Hello everyone , I have a ford 5000 that run great but I can not repair the hydraulic lift . Go up and stay but begins to fall very slowly and after 5 seconds up again. Any idea ?


----------



## BigT (Sep 15, 2014)

Hello Greenmaster, welcome to the forum.

That is a hydraulic lift phenomena called "hiccups". Reflects a worn lift system (leakage). All tractor lifts drift down with time. When the lifts gets down to a certain point, it automatically corrects back up. 

My tractor corrects (hiccups) about every 15 seconds. I pay no attention to it.
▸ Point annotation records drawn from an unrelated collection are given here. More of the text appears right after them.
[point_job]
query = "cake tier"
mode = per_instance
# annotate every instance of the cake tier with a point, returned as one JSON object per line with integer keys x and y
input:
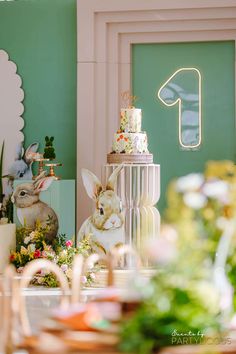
{"x": 130, "y": 158}
{"x": 130, "y": 143}
{"x": 130, "y": 120}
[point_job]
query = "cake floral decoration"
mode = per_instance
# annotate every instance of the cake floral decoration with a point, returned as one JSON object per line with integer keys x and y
{"x": 128, "y": 100}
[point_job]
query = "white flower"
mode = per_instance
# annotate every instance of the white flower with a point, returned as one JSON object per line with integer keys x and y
{"x": 31, "y": 248}
{"x": 190, "y": 182}
{"x": 195, "y": 200}
{"x": 64, "y": 267}
{"x": 217, "y": 189}
{"x": 27, "y": 240}
{"x": 92, "y": 276}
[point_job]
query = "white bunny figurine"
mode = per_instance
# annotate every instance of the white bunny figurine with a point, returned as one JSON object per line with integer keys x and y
{"x": 30, "y": 209}
{"x": 107, "y": 222}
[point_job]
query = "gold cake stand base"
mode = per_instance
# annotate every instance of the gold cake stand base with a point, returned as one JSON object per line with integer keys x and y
{"x": 129, "y": 158}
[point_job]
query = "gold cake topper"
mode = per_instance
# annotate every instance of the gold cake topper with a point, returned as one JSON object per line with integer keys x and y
{"x": 128, "y": 100}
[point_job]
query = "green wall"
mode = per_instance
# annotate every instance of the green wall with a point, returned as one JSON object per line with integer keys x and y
{"x": 153, "y": 64}
{"x": 40, "y": 37}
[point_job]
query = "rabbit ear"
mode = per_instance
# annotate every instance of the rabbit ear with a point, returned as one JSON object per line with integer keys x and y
{"x": 91, "y": 183}
{"x": 29, "y": 153}
{"x": 43, "y": 184}
{"x": 113, "y": 177}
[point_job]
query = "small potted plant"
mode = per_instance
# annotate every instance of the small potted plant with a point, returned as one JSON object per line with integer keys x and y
{"x": 49, "y": 151}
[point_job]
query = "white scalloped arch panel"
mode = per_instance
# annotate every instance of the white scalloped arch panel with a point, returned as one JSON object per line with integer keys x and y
{"x": 11, "y": 109}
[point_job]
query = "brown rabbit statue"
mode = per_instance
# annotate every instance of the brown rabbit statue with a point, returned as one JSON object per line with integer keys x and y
{"x": 106, "y": 225}
{"x": 30, "y": 209}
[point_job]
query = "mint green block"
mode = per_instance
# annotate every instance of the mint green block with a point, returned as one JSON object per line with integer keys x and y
{"x": 60, "y": 196}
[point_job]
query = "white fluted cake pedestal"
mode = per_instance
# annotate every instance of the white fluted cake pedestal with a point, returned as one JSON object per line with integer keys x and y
{"x": 138, "y": 186}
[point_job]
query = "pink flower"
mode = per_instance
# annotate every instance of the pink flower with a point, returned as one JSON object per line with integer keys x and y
{"x": 44, "y": 254}
{"x": 37, "y": 254}
{"x": 12, "y": 257}
{"x": 83, "y": 279}
{"x": 64, "y": 267}
{"x": 69, "y": 243}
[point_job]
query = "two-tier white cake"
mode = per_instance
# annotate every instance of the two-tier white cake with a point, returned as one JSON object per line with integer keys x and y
{"x": 130, "y": 142}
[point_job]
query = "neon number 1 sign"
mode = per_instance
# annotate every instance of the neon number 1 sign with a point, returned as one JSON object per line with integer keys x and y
{"x": 184, "y": 88}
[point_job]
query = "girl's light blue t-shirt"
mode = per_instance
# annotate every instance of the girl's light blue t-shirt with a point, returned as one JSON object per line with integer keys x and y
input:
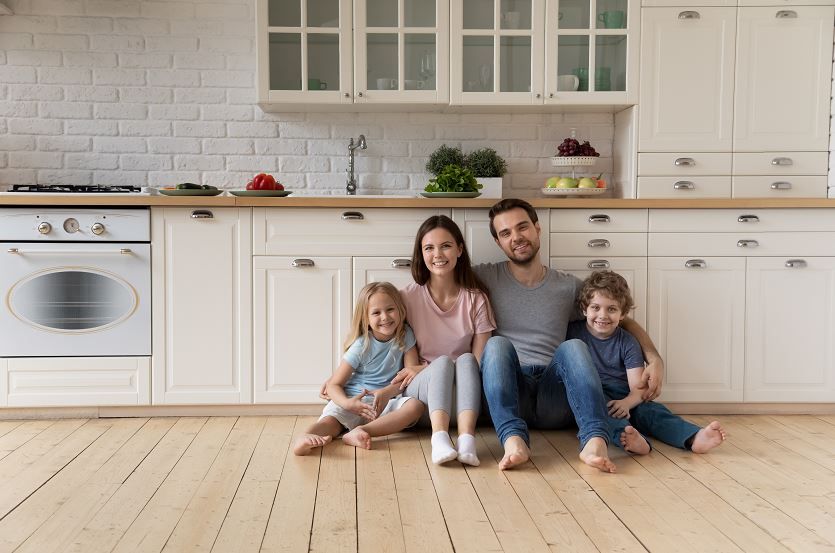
{"x": 375, "y": 368}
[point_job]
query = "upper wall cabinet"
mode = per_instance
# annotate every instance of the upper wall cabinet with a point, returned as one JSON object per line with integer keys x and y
{"x": 535, "y": 52}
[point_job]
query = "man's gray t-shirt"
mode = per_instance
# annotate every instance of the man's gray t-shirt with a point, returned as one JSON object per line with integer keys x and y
{"x": 534, "y": 319}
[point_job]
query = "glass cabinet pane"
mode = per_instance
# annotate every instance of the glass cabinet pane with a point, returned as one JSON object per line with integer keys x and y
{"x": 478, "y": 64}
{"x": 515, "y": 56}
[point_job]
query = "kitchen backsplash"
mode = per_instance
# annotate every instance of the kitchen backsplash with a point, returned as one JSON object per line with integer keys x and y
{"x": 156, "y": 93}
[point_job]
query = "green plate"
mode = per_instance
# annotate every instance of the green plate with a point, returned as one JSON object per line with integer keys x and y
{"x": 450, "y": 194}
{"x": 262, "y": 193}
{"x": 190, "y": 192}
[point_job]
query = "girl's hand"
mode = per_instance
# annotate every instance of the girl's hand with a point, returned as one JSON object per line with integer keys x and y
{"x": 618, "y": 409}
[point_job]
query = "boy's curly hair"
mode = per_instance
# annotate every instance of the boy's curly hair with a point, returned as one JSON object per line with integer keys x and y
{"x": 611, "y": 285}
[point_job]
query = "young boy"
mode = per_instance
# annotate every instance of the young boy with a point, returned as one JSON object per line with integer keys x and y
{"x": 605, "y": 301}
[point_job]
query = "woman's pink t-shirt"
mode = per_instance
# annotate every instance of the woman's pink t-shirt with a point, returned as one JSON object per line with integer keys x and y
{"x": 446, "y": 332}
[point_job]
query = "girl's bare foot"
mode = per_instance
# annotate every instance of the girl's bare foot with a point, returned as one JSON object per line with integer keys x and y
{"x": 308, "y": 442}
{"x": 596, "y": 454}
{"x": 516, "y": 452}
{"x": 708, "y": 437}
{"x": 633, "y": 442}
{"x": 358, "y": 438}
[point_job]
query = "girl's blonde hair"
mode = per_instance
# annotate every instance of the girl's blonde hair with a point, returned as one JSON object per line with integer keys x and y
{"x": 360, "y": 323}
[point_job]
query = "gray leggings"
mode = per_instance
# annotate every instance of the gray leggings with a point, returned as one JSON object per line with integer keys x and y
{"x": 434, "y": 386}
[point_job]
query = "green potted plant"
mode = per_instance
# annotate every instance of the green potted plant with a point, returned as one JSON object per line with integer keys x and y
{"x": 489, "y": 168}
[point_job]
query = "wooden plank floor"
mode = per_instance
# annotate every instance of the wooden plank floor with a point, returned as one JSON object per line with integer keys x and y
{"x": 229, "y": 484}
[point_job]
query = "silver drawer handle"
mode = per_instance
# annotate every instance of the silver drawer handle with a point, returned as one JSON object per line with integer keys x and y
{"x": 599, "y": 243}
{"x": 303, "y": 263}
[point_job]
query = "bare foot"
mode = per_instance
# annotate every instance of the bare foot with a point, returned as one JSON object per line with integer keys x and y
{"x": 596, "y": 454}
{"x": 708, "y": 437}
{"x": 358, "y": 438}
{"x": 633, "y": 442}
{"x": 308, "y": 442}
{"x": 516, "y": 452}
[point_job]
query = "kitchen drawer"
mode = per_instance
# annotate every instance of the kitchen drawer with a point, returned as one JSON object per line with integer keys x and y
{"x": 593, "y": 220}
{"x": 687, "y": 163}
{"x": 598, "y": 244}
{"x": 343, "y": 231}
{"x": 741, "y": 220}
{"x": 788, "y": 244}
{"x": 685, "y": 188}
{"x": 781, "y": 163}
{"x": 780, "y": 186}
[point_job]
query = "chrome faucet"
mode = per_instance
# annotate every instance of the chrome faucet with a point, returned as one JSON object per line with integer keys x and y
{"x": 351, "y": 186}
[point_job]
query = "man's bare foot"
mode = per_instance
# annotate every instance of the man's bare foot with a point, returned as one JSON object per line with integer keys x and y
{"x": 358, "y": 438}
{"x": 308, "y": 442}
{"x": 596, "y": 454}
{"x": 516, "y": 452}
{"x": 708, "y": 437}
{"x": 633, "y": 442}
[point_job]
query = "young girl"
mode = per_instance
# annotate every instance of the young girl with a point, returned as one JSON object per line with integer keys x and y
{"x": 362, "y": 397}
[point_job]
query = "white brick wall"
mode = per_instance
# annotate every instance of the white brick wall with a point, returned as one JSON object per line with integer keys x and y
{"x": 155, "y": 93}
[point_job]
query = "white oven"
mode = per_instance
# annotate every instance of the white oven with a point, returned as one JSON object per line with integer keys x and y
{"x": 75, "y": 282}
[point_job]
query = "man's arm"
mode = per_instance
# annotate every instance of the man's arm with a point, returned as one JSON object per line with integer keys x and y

A 5 second period reflects significant leakage, but if the lift serves you well otherwise, don't worry about it. Normally, hiccups are due to leakage past the lift piston, but it may be leakage elsewhere. There is an inspection cover on the side of center housing that you can remove and see where it is leaking. 

If you decide to repair the lift, get a shop/repair/service manual before you start. An I&T manual for your Ford 5000 should suffice. You have to pull the lift cover. You will need an engine hoist or a strong helper to lift it...it's heavy.


----------



## greenmaster (Jun 28, 2016)

Hi BigT, thanks for the reply. 
we have changed the piston and almost all valves. Ford workshop tell us to change the safety valve but I understand that this valve only acts in case of excessive pressure. There is no type of adjustments ? 
(sorry but I'm not fluent in english...just spanish and french)


----------



## BigT (Sep 15, 2014)

Hey Greenmaster,

See attached diagram. Pull inspection cover #19 (you will have to drain off some fluid to prevent spillage) and operate the lift and see where it is leaking.


----------



## greenmaster (Jun 28, 2016)

Hi BigT,
We did and no leakage is observed. safety valve we have not changed and it is not in very good shape, maybe operate by someone in the past. could influence the hiccups ?


----------



## greenmaster (Jun 28, 2016)

Update...safety valve changed. No leakage is observed (piston & valves). Hiccups remain at 5 seconds exactly. 

Weird...in DRAFT mode NO hiccups...


----------



## greenmaster (Jun 28, 2016)

Hi everybody, problem solved. Unload valve clogged. Thanks for replies.


----------